Alcohol use has been linked with cognitive impairement in the short term in a variety of situations such as in operation of a motor vehicle. Numerous factors have been found to affect a student’s performance in a class, from sleep to diet.One previous study has shown the negative affect of alcohol on academic achievement in a student dataset from the United States Balsa et al. Thus, it would be interesting to see if this affect on performance can be replicated in other datasets and whether time of alcohol consumption (weekend or weekday) makes a difference.

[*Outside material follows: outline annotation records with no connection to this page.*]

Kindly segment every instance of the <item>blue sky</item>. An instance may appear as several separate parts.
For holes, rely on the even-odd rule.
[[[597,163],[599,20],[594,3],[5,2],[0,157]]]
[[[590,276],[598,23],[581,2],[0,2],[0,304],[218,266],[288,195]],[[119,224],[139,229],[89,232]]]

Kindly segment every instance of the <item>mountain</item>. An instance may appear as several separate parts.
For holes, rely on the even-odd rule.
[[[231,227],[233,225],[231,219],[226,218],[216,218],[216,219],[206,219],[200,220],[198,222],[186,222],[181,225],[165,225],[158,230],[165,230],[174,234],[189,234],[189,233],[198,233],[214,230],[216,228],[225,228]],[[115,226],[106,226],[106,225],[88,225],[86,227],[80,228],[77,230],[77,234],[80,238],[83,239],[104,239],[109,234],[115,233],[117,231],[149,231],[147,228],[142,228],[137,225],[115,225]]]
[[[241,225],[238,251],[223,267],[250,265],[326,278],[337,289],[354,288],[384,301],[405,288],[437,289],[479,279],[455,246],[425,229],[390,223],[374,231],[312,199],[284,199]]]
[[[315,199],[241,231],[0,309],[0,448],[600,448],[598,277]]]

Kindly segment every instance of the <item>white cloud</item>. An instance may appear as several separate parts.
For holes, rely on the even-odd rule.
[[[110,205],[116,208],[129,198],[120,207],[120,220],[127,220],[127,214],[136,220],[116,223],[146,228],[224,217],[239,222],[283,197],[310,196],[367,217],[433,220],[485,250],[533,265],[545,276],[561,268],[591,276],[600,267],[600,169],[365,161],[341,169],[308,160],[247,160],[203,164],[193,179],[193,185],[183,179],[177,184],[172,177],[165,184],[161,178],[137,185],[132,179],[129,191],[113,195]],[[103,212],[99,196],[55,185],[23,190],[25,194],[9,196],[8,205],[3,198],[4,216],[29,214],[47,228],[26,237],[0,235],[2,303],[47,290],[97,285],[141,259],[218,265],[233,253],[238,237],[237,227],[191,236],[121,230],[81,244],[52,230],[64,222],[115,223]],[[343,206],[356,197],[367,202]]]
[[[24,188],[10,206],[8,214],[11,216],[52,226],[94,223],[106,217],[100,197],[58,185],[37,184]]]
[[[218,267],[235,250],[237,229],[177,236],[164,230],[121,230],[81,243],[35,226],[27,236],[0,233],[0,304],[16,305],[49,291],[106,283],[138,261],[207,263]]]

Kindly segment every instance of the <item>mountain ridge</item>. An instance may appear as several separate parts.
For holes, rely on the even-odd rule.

The datasets are obtained from UCI and is originally from Fabio Pagnotta and Hossain Mohammad Amran. It contains survey data from Portugese highschool students in a Math and Portugese class and contains information on 33 attributes. Each class is its own .csv file, but I will be focussing on the attributes from the Portugese class dataset as it contains more students (649 students). Each student makes up each row. This was generated from a colon separated file I made from the original txt metadata file.
Below is the entire variable set before cleaning up the file names:
variable | description | type |
---|---|---|
school | student’s school | binary: GP for Gabriel Pereira or MS for Mousinho da Silveira |
sex | student’s sex | binary: F for female or M for male |
age | student’s age | numeric: from 15 to 22 |
address | student’s home address type | binary: U for urban or R for rural |
famsize | family size | binary: LE3 for less or equal to 3 or GT3 for greater than 3 |
Pstatus | parent’s cohabitation status | binary: T for living together or A for apart |
Medu | mother’s education | numeric: 0 for none, 1 for primary education (4th grade), 2 for 5th to 9th grade, 3 for secondary education or 4 for higher education |
Fedu | father’s education | numeric: 0 for none, 1 for primary education (4th grade), 2 for 5th to 9th grade, 3 for secondary education or 4 for higher education |
Mjob | mother’s job | nominal: teacher, health care related, civil services (e.g. administrative or police), at_home or other |
Fjob | father’s job | nominal: teacher, health care related, civil services (e.g. administrative or police), at_home or other |
reason | reason to choose this school | nominal: close to home, school reputation, course preference or other |
guardian | student’s guardian | nominal: mother, father or other |
traveltime | home to school travel time | numeric: 1 for <15 min., 2 for 15 to 30 min., 3 for 30 min. to 1 hour, or 4 for >1 hour |
studytime | weekly study time | numeric: 1 for <2 hours, 2 for 2 to 5 hours, 3 for 5 to 10 hours, or 4 for >10 hours |
failures | number of past class failures | numeric: n if 1<=n<3, else 4 |
schoolsup | extra educational support | binary: yes or no |
famsup | family educational support | binary: yes or no |
paid | extra paid classes within the course subject (Math or Portuguese) | binary: yes or no |
activities | extra-curricular activities | binary: yes or no |
nursery | attended nursery school | binary: yes or no |
higher | wants to take higher education | binary: yes or no |
internet | Internet access at home | binary: yes or no |
romantic | with a romantic relationship | binary: yes or no |
famrel | quality of family relationships | numeric: from 1 for very bad to 5 for excellent |
freetime | free time after school | numeric: from 1 for very low to 5 for very high |
goout | going out with friends | numeric: from 1 for very low to 5 for very high |
Dalc | workday alcohol consumption | numeric: from 1 for very low to 5 for very high |
Walc | weekend alcohol consumption | numeric: from 1 for very low to 5 for very high |
health | current health status | numeric: from 1 for very bad to 5 for very good |
absences | number of school absences | numeric: from 0 to 93 |
G1 | first period grade | numeric: from 0 to 20 |
G2 | second period grade | numeric: from 0 to 20 |
G3 | final grade | numeric: from 0 to 20, output target |
In this correllogram, we see a variety of factors having an association with final grades . The colour scheme shows all positive correlations as blue, and all negative correlations as red.Term 1 grades(t1_grades) and term 2 grades(t2_grades) having the highest correlation with final_grades makes sense here, as earlier term grades are correlated with later term grades. We will mainly focus on the alcohol (workday and weekend), which show negative correlation.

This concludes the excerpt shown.